In the fight against childhood obesity, video games are often seen as the enemy — sucking kids in to yet more sedentary screen time.
But some video games are designed to get kids moving, and a new study suggests that those games might help certain kids meet exercise goals that they’re not motivated to get in other ways.
The study’s authors suggest that vigorous video games may have the most potential to help inner-city minority kids, who tend to be at the highest risk for becoming overweight.
“A lot of people say screen time is a big factor in the rising tide of childhood obesity,” said lead author Todd Miller in a press release. He’s an exercise scientist at the George Washington University School of Public Health and Health Services in Washington, D.C. “But if a kid hates playing dodge ball but loves Dance Dance Revolution, why not let him work up a sweat playing E-games?”
In its physical activity guidelines, the United States government recommends that kids get an hour of moderate to vigorous exercise most days of the week. But most American children fall short of that goal. And 17 percent of kids and teens in this country are now obese, according to the Centers for Disease Control and Prevention. African-American and Latino kids disproportionally end up in that category.
As part of the physical education curriculum, many schools have added interactive video games that get kids to move. To see how those games stack up against each other and against more traditional sports activities, Miller and colleagues studied about 100 kids in grades three through eight from an inner-city school in D.C. Most of the students were African-American and most qualified for subsidized school lunches.
During their normal gym period, kids were randomly assigned to do one of three activities: regular gym activities, such as dodge ball or jump rope; the game Dance Dance Revolution, which challenged them to repeat increasingly difficult dance moves; or the game Winds of Orbis: An Active Adventure, which put them in the role of a virtual superhero that had to climb, jump and do other active moves.
Each session lasted 20 minutes. And by the end of the experiment, each kid had done all three activities. All the while, the researchers measured how much energy they used up during the period.
In general, kids used more energy doing normal gym activities than they did playing either video game, the researchers report today in the journal Games for Health. But for kids in third through fifth grades, activity levels were high enough during video-game play to qualify as “vigorous.” And Orbis pushed kids to move more energetically than Dance Dance Revolution did.
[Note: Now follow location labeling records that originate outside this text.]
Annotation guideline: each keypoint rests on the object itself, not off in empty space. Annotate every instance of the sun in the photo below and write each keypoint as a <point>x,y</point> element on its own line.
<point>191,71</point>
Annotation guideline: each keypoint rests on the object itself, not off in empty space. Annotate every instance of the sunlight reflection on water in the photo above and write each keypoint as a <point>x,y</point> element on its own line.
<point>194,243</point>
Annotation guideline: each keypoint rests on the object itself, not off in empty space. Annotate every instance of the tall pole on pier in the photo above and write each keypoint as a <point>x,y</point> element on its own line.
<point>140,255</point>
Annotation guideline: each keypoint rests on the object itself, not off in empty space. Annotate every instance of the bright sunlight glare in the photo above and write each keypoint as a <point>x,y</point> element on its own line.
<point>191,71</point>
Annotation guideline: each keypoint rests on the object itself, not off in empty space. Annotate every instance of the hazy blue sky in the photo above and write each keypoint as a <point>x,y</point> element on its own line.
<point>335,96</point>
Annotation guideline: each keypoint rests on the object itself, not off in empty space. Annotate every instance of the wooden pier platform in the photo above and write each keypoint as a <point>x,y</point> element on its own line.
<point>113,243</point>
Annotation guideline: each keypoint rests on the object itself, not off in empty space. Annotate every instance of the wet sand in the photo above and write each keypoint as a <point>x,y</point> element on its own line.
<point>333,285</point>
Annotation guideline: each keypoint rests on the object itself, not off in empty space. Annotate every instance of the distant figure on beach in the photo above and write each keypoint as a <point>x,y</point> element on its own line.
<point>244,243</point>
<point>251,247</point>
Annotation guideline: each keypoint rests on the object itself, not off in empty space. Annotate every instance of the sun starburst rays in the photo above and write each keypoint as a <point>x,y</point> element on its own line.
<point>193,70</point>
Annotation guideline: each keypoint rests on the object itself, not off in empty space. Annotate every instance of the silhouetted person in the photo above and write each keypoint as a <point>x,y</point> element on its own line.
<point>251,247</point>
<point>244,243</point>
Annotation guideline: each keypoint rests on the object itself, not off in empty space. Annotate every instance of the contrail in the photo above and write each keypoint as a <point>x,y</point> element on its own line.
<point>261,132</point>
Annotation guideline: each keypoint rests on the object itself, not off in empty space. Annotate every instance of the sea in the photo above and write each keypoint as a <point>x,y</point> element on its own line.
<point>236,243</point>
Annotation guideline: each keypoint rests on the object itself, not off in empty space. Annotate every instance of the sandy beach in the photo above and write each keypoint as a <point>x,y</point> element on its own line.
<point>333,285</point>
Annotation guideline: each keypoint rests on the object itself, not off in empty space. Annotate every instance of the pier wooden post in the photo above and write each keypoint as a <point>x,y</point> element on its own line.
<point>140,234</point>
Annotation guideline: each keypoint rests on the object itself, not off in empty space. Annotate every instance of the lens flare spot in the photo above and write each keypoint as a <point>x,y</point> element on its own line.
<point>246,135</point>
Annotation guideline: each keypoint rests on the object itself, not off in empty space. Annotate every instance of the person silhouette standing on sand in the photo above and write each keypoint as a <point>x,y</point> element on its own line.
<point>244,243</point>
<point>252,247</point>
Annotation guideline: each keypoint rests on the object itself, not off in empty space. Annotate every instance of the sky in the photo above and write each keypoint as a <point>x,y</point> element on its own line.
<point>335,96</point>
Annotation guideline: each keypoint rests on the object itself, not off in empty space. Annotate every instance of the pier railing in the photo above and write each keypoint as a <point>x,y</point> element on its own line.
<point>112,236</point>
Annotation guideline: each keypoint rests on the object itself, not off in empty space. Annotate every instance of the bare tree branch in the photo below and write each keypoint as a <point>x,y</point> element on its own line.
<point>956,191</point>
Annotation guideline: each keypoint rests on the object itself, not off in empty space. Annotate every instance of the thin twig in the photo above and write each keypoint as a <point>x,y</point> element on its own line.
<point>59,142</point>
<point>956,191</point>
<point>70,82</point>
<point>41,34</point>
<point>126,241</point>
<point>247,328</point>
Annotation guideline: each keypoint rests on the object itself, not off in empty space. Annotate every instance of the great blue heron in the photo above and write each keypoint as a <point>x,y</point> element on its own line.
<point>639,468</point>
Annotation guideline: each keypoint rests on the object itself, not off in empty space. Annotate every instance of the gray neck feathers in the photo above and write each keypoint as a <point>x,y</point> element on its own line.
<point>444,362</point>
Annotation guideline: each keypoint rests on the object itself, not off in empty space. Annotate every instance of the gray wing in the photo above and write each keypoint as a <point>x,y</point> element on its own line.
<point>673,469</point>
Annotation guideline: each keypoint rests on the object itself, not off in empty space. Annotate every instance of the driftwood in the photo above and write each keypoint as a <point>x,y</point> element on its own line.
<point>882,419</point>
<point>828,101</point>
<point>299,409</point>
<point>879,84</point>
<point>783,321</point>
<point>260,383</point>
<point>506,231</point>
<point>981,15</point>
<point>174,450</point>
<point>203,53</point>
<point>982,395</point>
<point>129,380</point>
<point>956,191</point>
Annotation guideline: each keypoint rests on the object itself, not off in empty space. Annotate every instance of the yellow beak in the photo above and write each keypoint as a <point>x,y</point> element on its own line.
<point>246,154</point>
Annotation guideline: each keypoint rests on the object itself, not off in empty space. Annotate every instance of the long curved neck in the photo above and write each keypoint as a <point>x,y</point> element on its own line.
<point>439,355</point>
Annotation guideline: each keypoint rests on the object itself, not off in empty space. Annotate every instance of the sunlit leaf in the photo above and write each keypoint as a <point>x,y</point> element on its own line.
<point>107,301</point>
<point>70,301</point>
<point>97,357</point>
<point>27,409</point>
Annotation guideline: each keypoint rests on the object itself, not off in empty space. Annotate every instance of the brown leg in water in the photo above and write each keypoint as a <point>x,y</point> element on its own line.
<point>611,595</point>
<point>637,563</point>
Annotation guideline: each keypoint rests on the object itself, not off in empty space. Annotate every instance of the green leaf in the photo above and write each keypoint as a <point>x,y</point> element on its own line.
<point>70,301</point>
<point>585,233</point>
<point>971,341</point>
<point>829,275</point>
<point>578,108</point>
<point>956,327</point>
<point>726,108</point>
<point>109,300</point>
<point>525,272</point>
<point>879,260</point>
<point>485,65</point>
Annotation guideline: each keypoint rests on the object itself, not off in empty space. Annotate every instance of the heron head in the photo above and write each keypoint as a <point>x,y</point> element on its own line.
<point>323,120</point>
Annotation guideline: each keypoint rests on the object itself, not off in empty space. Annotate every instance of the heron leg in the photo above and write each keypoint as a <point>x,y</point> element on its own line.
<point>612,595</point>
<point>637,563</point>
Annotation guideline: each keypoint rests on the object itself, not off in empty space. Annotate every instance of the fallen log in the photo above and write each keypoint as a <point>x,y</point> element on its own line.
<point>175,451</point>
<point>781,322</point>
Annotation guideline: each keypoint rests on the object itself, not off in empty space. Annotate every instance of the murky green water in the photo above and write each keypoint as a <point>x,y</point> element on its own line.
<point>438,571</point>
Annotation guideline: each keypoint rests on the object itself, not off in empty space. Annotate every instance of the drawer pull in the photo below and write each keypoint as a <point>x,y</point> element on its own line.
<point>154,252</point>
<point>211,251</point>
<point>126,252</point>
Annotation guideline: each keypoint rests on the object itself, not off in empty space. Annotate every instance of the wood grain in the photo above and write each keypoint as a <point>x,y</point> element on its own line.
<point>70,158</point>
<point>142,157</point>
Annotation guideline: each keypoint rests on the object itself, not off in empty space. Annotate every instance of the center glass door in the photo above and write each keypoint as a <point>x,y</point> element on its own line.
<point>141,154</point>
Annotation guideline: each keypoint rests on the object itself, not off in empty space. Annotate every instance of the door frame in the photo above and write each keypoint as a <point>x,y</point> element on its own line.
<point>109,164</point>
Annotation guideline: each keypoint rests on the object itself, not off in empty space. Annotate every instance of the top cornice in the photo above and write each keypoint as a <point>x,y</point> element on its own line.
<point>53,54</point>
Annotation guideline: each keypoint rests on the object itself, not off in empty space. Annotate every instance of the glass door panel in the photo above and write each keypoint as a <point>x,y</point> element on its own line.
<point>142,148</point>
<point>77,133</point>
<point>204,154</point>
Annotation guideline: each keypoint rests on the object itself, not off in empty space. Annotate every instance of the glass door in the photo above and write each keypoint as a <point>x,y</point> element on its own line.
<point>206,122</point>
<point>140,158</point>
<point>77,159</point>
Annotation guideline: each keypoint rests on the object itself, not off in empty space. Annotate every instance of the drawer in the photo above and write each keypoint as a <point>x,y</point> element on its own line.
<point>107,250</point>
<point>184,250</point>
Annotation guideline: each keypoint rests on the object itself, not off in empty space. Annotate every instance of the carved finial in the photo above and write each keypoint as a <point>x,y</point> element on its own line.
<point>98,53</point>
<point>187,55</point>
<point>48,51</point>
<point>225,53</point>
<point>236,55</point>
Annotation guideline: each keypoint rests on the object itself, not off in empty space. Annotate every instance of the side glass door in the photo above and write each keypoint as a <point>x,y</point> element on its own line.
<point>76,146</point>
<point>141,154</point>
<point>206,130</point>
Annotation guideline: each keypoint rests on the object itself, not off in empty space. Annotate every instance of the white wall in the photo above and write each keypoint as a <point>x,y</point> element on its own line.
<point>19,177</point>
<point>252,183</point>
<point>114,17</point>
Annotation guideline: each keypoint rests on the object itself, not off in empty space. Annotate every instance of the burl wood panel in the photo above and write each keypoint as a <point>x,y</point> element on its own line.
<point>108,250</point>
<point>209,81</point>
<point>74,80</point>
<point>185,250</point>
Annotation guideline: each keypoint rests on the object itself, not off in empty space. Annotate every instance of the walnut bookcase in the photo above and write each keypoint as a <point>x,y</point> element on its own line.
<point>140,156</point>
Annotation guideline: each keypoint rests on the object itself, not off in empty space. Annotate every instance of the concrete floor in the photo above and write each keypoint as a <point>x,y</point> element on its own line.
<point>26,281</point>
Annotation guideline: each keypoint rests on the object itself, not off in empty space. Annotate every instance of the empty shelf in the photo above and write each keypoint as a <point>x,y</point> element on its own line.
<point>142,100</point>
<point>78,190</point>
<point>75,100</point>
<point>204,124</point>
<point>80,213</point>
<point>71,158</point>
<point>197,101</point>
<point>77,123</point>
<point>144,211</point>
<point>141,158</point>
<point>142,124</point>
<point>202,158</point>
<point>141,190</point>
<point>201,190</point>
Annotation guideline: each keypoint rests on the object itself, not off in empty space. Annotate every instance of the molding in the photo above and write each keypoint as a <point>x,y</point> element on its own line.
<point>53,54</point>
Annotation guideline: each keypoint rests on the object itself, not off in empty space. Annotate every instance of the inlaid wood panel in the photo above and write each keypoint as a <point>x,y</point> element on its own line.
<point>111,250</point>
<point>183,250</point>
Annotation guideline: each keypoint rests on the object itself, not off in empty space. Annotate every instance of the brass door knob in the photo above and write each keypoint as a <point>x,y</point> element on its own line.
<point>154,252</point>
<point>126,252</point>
Those findings suggest that role-playing games that allow kids to control the pace of the game might help some kids meet requirements for physical activity, particularly in certain groups.
On a more discouraging note, kids in grades six and up expended less energy than younger kids did on all three activities. In the older group, girls also expended less energy at all activities compared to boys, reinforcing how hard it is for adolescent, inner-city girls to get enough exercise.
“Our study has substantial public health relevance, as we studied a relatively large sample of inner-city school children who may be most at risk for sedentary behavior and for obesity,” the researchers wrote. “It appears as though e-gaming may provide an effective adjunct to traditional PE activities in promoting recommended daily levels of — at least in younger children and perhaps in overweight/obese children.”